The messages were published in the Office of the Matrix.org Foundation room: https://matrix.to/#%2F%21sWpnrYUMmaBrlqfRdn%3Amatrix.org%2F%24XpQe-vmtB7j0Uy1TPCvMVCSCW63Xxw_jwy3fflw7EMQ%3Fvia=matrix.org&via=element.io

https://paper.wf/alexia/matrix-is-cooked is fascinatingly incorrect

Until the 6th of November 2023 when they—in their words—moved to a different repository and to the AGPL license. In reality, the Foundation did not know this was coming, and a huge support net was pulled away under their feet.

fwiw, the Foundation had a front-row seat in the fact that Element (as incorporated by the folks who created Matrix) had donated $$M to the Foundation over the years, but wasn't going to survive if it kept giving all its work away as apache-licensed code - which in turn would have been catastrophic for the Foundation.

Yes, the high expenses for the Matrix.org homeserver are largely because they are still managed by Element, just not as donated work but instead like with any other customer.

nope, Element passes the hardware costs (and a fraction of the people costs) of running the matrix.org server to the Foundation without any overheads or markup at all.

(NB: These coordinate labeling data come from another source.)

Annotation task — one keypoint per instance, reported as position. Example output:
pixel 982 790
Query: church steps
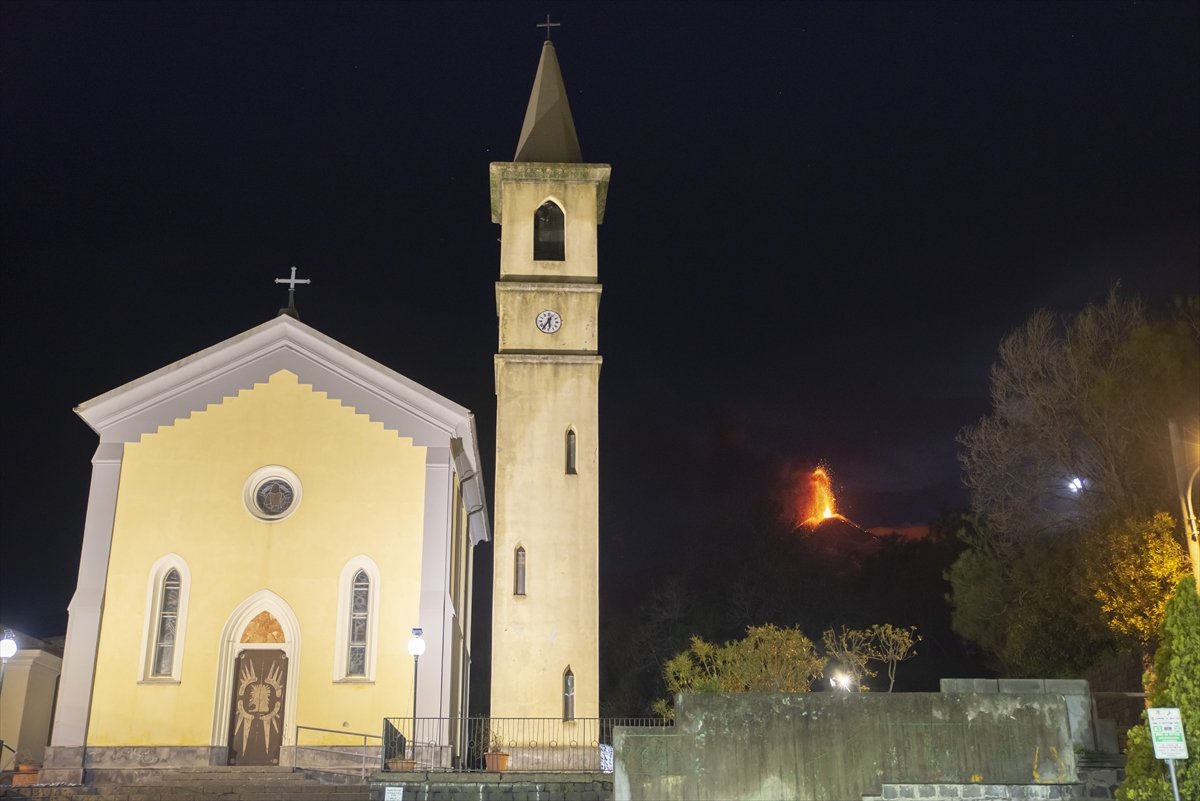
pixel 309 790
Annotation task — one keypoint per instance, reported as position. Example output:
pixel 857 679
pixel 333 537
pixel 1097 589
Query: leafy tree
pixel 1074 443
pixel 1027 608
pixel 1133 567
pixel 1175 682
pixel 893 645
pixel 855 649
pixel 851 649
pixel 1086 397
pixel 767 660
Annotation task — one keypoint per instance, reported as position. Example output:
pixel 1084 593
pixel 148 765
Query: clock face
pixel 549 321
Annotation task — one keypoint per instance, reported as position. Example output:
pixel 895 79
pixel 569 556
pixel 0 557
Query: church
pixel 271 517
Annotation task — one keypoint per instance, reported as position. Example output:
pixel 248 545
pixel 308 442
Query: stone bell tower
pixel 545 607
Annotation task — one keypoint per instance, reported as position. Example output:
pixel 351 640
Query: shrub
pixel 1175 681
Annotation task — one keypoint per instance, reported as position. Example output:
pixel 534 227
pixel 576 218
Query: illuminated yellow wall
pixel 181 492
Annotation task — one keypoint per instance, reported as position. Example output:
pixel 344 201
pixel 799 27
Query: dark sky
pixel 822 220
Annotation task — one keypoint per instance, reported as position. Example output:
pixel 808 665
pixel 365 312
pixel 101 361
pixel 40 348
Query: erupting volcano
pixel 819 505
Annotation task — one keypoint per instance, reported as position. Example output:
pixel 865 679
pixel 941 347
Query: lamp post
pixel 7 648
pixel 415 646
pixel 1186 455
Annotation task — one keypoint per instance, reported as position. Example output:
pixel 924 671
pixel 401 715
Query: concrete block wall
pixel 1075 692
pixel 819 746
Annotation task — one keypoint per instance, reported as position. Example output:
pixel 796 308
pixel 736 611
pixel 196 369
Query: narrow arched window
pixel 570 452
pixel 519 572
pixel 549 240
pixel 360 614
pixel 168 625
pixel 568 694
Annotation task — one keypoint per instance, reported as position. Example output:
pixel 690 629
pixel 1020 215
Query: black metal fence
pixel 503 744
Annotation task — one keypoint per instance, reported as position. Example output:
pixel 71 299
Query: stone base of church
pixel 553 759
pixel 124 764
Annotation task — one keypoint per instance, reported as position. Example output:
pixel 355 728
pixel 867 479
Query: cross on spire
pixel 547 25
pixel 291 311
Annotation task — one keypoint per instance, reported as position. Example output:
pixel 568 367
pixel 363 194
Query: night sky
pixel 822 220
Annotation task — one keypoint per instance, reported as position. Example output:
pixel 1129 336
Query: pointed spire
pixel 549 131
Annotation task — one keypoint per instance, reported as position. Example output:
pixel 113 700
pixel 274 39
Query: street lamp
pixel 415 646
pixel 7 648
pixel 1186 455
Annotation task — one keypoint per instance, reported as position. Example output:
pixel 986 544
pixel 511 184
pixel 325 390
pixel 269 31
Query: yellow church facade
pixel 268 522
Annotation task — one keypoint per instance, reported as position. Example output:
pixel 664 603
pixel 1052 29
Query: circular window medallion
pixel 271 493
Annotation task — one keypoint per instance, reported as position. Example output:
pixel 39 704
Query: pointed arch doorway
pixel 255 705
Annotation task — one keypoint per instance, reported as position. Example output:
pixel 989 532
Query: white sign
pixel 1167 732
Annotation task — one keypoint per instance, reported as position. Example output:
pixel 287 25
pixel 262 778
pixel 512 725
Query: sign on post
pixel 1167 733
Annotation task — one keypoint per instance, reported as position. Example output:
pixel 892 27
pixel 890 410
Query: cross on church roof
pixel 547 25
pixel 291 311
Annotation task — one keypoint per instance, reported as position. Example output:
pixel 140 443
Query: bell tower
pixel 545 606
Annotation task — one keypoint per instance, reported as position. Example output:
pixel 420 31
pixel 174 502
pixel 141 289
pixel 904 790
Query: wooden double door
pixel 256 715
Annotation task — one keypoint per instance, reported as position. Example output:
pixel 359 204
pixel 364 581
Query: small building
pixel 28 687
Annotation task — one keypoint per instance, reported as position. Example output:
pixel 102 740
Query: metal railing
pixel 503 744
pixel 346 753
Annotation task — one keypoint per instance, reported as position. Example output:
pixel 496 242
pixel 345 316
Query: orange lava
pixel 819 504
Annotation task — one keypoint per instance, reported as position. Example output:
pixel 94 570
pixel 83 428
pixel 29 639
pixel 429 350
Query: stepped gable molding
pixel 369 387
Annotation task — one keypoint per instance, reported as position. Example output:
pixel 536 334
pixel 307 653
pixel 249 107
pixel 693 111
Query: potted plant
pixel 400 765
pixel 496 759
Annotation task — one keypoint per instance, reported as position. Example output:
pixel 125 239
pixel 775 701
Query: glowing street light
pixel 1186 455
pixel 415 646
pixel 7 645
pixel 7 648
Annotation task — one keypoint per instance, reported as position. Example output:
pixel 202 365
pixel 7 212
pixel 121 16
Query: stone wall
pixel 492 787
pixel 838 746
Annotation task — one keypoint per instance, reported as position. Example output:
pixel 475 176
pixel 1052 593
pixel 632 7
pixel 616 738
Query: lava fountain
pixel 820 503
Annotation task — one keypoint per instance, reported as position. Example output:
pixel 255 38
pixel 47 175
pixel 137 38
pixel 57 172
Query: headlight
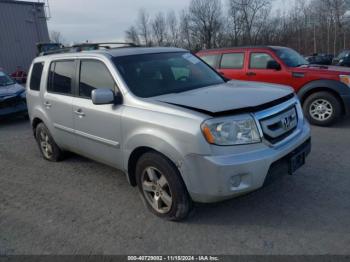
pixel 345 79
pixel 231 131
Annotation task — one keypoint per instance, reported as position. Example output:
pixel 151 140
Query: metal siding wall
pixel 19 33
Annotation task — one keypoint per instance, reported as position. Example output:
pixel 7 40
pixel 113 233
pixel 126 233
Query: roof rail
pixel 88 47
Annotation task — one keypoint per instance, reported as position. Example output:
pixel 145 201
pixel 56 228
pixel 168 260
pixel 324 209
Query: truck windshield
pixel 5 80
pixel 152 75
pixel 290 57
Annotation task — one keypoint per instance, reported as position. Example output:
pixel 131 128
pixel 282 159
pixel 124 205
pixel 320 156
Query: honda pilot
pixel 176 128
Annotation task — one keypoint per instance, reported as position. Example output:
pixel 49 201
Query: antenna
pixel 47 10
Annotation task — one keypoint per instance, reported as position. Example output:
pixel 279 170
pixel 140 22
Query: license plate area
pixel 296 161
pixel 298 157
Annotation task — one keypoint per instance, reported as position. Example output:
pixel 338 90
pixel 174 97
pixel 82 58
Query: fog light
pixel 235 181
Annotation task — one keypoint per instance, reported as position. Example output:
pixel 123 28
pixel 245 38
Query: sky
pixel 105 20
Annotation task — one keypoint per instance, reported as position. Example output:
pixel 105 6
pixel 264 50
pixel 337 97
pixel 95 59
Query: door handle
pixel 48 104
pixel 79 113
pixel 251 74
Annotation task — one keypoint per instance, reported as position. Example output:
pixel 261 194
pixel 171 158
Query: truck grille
pixel 279 126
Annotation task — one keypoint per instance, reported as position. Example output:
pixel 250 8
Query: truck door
pixel 262 68
pixel 231 65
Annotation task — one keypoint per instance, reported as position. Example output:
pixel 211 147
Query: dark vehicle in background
pixel 19 75
pixel 324 91
pixel 343 59
pixel 320 59
pixel 12 97
pixel 48 47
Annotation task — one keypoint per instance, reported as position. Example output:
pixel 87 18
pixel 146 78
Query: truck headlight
pixel 345 79
pixel 231 131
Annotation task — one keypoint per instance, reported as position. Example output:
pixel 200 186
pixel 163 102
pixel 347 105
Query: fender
pixel 158 141
pixel 39 113
pixel 336 86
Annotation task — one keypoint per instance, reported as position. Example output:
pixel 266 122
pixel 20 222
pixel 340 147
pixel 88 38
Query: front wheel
pixel 48 147
pixel 162 187
pixel 322 109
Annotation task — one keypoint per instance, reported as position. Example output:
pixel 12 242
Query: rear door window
pixel 232 61
pixel 60 77
pixel 93 75
pixel 35 79
pixel 210 59
pixel 259 60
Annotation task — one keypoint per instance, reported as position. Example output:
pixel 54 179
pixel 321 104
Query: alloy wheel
pixel 156 190
pixel 321 110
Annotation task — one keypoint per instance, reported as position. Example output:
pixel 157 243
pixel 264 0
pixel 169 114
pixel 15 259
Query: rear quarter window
pixel 35 79
pixel 210 59
pixel 232 61
pixel 60 77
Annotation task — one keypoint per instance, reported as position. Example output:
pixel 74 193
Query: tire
pixel 158 179
pixel 322 109
pixel 48 148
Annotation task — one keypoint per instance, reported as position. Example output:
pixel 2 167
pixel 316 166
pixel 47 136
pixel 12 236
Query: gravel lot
pixel 82 207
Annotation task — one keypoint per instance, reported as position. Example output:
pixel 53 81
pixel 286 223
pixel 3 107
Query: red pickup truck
pixel 324 91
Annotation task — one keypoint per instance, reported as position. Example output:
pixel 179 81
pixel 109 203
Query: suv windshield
pixel 5 80
pixel 164 73
pixel 290 57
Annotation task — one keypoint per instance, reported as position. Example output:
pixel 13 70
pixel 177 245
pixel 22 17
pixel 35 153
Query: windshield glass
pixel 290 57
pixel 5 80
pixel 159 74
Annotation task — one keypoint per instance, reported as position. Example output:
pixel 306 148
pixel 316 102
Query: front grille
pixel 11 102
pixel 279 126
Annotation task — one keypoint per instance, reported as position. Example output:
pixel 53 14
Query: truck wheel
pixel 162 187
pixel 47 145
pixel 322 109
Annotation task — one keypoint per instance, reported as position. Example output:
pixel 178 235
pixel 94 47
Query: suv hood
pixel 228 97
pixel 11 90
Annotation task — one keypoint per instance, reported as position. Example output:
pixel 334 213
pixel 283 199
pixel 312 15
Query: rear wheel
pixel 47 145
pixel 162 188
pixel 322 109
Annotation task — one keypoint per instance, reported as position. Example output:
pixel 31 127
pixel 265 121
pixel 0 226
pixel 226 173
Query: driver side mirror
pixel 273 65
pixel 102 96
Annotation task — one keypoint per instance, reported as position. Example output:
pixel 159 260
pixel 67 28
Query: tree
pixel 159 29
pixel 143 25
pixel 172 29
pixel 205 17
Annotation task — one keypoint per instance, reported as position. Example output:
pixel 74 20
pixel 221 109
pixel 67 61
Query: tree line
pixel 309 26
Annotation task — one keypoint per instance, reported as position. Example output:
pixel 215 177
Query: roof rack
pixel 88 47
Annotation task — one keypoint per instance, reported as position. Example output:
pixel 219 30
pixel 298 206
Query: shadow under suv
pixel 173 125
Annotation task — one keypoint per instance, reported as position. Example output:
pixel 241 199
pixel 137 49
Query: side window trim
pixel 50 80
pixel 78 73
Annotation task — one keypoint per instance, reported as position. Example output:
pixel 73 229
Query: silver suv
pixel 178 130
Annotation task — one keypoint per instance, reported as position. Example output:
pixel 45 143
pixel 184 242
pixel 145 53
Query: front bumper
pixel 216 178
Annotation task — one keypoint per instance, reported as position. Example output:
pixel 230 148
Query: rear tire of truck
pixel 162 188
pixel 322 109
pixel 48 147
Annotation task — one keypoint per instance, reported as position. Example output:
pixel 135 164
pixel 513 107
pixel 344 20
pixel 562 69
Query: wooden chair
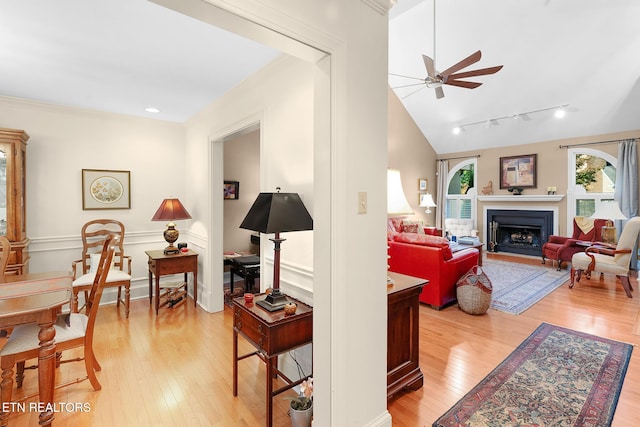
pixel 94 234
pixel 72 330
pixel 608 258
pixel 561 248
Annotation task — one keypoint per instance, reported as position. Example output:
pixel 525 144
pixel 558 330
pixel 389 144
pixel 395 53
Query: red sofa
pixel 429 257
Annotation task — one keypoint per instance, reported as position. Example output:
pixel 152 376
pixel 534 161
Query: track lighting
pixel 560 111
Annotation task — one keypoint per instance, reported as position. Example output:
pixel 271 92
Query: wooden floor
pixel 175 369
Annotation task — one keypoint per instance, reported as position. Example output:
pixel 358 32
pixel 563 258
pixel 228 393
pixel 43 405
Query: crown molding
pixel 380 6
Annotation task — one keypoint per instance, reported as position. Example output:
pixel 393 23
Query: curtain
pixel 441 192
pixel 626 190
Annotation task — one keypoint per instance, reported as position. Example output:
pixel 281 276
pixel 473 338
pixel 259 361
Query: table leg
pixel 231 272
pixel 46 370
pixel 235 362
pixel 270 372
pixel 157 293
pixel 195 283
pixel 150 287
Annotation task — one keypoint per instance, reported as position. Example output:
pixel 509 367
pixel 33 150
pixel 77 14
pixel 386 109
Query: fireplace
pixel 518 231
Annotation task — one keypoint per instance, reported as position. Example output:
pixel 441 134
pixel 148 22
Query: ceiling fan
pixel 450 76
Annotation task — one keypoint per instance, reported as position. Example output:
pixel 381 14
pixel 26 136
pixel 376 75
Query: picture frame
pixel 519 171
pixel 231 190
pixel 106 189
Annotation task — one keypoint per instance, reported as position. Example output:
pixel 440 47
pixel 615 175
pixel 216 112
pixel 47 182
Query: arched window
pixel 461 191
pixel 592 178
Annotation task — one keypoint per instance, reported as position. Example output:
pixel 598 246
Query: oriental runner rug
pixel 556 377
pixel 516 287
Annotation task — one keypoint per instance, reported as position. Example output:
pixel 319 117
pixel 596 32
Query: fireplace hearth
pixel 519 231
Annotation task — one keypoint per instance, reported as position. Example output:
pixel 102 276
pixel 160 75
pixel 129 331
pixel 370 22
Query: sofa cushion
pixel 394 224
pixel 426 240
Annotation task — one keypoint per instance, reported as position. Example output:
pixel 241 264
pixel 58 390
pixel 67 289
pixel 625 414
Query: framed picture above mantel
pixel 519 171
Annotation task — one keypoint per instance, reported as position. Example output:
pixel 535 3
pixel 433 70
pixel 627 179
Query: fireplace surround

Either way it shows that Element is seemingly cashing in on selling ,Matrix to governments and B2B as a SaaS solution without it going back to the foundation

Element has literally put tens of millions into the foundation, and is continuing to do so - while some of the costs get passed to the Foundation, Element donates a bunch too (e.g. by funding a large chunk of the Matrix conference as the anchor sponsor, and by donating time all over the place to help support trust & safety etc)

At the same time I can't help but think that this could have been prevented. Even Matthew himself recognizes that putting the future on Matrix on the line with VC funding and alike was not the best idea for the health of Matrix.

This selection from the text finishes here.